- Born: October 10, 1956
- Died: August 3, 2010 (aged 53)
- Other name: Suzanne Marie Cécile Bandolo Essamba
- Citizenship: Cameroon
- Occupation: High school teacher;
- Known for: Activism
- Title: Minister of Women's Empowerment and the Family
- Political party: Cameroon People's Democratic Movement

= Suzanne Mbomback =

Cameroonian high school teacher and politician

Suzanne Mbomback (October 10, 1956 – August 3, 2010), also known as Suzanne Marie Cécile Bandolo Essamba, was a high school teacher and Cameroonian politician. She was appointed Minister of Women's Empowerment and the Family (Minproff) on December 8, 2004.

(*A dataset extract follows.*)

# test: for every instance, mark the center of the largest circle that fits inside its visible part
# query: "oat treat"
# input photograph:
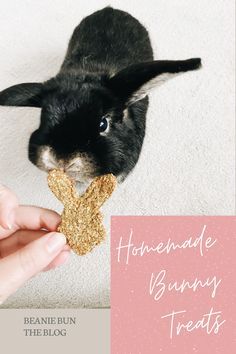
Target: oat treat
(81, 218)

== Academic activities and career ==
Prior to her appointment as Minister, Suzanne Mbomback attended primary and secondary school in Yaoundé and later obtained her bachelor's degree in 1976. She did and completed secretarial studies, graduating with a Higher Technical Certificate and a BIPCT in administrative technique. At the end of her academic career, she obtained a technical high school teaching diploma, which made her prevail as a teacher in the technical colleges of Yaoundé and Sangmélima.

In 2000, she was appointed to the position of Pedagogic Inspector at the Provincial Delegation of Education for the Centre Region.

== Politics ==
In 1999, she began her political career as founding president of the grassroots committee in the Women's Wing of the Cameroon People's Democratic Movement (WCPDM) of the South Essos Section.

From 2004 to 2009, she acted as the Minister of Women Empowerment and the Family (Minproff).

In 2007, she initiated collective marriages in Cameroon in an effort to curb cohabitation.

Long before these marriages, she had organized seminars that educated future spouses on the legal, sociological, and psychological aspects of marriage.

Her fight against genital mutilation led her to the northern regions, where she opened several women's empowerment centers and deplored the action of the excisors who subsequently left the slides.